North County

Team information
- Founded: 1985
- Home ground: The Inch

= North County Cricket Club =

Sporting organisation in County Dublin, Ireland

North County Cricket Club is a cricket club in Balrothery, County Dublin, Ireland, playing in Division 1 of the Leinster Senior League.

The club was established in 1985 by the merger of Balrothery and Man O'War cricket clubs. North County is Ireland's most successful cricket club with 5 all Ireland titles.

- Irish Senior Cup: 5
  - 2001, 2003, 2005, 2007, 2008
- Leinster Senior League: 5
  - 2003, 2004, 2005, 2006, 2010
- Leinster Senior Cup: 1
  - 2003
==Current Squad==
- Players with international caps are listed in bold.
- *denotes players qualified to play for Ireland on residency or dual nationality.

| Name | Nationality | Birth date | Batting Style | Bowling Style | Notes |
Batsmen
| John Devane | Ireland |  | Left-handed | Right arm medium |  |
| Hunter Kindley | New Zealand | 10 October 1999 (age 25) | Right-handed | Right arm off break | Overseas Pro |
| Suliman Safi | Afghanistan | 17 March 2003 (age 22) | Left-handed | — |  |
| Nial McGovern | Ireland | 15 January 1995 (age 30) | Right-handed | Right arm leg break |  |
| Ciaran Sheridan | Ireland |  | Right-handed | — |  |
| Shreehari Madyalkar | Ireland |  | Right-handed | Right arm off break |  |
| Ben McBride | Ireland |  | Right-handed | Right arm off break |  |
| Brian Dunphy | Ireland | 14 August 2008 (age 17) | Right-handed | Right arm leg break |  |
All-rounders
| Eddie Richardson | Ireland | 22 July 1990 (age 35) | Right-handed | Right arm medium | Captain |
| Ashish Jain | Ireland |  | Right-handed | Right arm fast-medium |  |
| Abdul Sattar | Ireland |  | Right-handed | Right arm medium |  |
| Alan Joseph Mathew | India* |  | Right-handed | Right arm medium |  |
| Simi Singh | Ireland | 4 February 1987 (age 38) | Right-handed | Right arm off break |  |
Wicket-keepers
| Jamie Grassi | Italy* | 9 October 1998 (age 26) | Right-handed | — |  |
| Luke Whelan | Ireland | 12 December 2003 (age 21) | Right-handed | — |  |
Bowlers
| Sean Sludds | Ireland |  | Right-handed | Right arm medium |  |
| Tanvir Hasan | Ireland | 12 January 1992 (age 33) | Right-handed | Right arm leg break |  |
| Johan George | Ireland |  | Right-handed | Right arm leg break |  |
| Abdul Ghaffar | Ireland |  | Right-handed | Right arm medium |  |

== Facilities ==
The impressive facilities at North County Cricket Club include Ireland's only purpose-built Centre of Excellence indoor training centre that is used by both the men's and ladies Ireland cricket teams as well as International and Provincial sides.

== Overseas professionals ==
The club regularly welcomes overseas professionals at the club.
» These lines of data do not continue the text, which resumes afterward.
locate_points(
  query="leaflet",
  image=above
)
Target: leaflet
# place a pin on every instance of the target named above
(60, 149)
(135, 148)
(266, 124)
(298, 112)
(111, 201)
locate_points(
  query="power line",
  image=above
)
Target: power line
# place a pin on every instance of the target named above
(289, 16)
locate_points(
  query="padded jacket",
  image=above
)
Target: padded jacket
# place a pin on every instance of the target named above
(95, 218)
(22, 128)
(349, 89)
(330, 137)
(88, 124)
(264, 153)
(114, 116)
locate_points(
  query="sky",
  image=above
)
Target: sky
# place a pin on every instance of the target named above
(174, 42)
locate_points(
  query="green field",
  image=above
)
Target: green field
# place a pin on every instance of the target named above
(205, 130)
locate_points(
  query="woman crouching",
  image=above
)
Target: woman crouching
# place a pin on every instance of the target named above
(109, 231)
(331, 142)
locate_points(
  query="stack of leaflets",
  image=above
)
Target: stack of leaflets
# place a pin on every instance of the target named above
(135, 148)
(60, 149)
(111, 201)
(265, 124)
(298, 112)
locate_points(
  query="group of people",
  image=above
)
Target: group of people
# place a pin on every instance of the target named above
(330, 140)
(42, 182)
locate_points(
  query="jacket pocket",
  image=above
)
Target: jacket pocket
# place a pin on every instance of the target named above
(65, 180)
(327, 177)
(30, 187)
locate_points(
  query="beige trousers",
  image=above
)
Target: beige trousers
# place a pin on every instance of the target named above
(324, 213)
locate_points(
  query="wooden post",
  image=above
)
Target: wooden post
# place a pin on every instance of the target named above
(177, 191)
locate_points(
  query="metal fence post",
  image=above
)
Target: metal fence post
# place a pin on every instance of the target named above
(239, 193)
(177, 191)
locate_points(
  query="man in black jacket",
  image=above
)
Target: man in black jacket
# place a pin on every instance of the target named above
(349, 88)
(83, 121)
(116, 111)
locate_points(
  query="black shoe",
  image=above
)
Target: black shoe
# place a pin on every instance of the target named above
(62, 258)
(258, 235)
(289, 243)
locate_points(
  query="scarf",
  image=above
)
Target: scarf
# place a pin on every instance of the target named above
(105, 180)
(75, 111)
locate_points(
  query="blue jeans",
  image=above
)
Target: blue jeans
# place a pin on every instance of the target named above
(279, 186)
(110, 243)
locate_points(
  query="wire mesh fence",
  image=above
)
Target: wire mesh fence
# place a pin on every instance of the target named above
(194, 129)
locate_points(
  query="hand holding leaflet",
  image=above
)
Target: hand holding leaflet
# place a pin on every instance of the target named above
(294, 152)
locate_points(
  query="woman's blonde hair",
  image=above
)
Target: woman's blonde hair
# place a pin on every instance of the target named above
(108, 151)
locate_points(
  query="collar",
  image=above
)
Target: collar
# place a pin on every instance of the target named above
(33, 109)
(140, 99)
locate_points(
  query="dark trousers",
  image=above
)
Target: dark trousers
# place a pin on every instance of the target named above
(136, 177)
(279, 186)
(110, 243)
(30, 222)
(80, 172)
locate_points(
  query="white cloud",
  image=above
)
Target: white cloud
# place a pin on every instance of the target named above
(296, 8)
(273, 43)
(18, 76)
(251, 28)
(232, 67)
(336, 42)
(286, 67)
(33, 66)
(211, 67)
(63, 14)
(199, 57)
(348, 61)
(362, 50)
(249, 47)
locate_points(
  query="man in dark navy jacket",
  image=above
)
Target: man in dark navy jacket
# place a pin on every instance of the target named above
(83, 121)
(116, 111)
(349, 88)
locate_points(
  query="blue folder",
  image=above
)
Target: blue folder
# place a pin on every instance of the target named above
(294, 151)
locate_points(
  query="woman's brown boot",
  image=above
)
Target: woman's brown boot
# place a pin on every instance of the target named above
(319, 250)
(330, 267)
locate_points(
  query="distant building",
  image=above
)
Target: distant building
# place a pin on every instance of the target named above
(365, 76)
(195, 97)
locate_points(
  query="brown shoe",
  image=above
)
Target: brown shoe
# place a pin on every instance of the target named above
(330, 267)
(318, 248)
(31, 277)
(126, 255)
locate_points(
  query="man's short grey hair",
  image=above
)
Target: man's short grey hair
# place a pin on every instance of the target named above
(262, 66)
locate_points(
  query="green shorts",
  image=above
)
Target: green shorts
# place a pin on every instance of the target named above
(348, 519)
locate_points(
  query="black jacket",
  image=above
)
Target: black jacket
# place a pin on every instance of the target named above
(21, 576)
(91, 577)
In 2018 Malcolm Nofal represented the club before returning to New Zealand. In 2019 Yassar Cook represented the club before returning to South Africa.

== Teams fielded ==
In 2019 North County Cricket Club fielded 4 men's teams and 7 junior teams. The junior section comprised both boys and girls teams.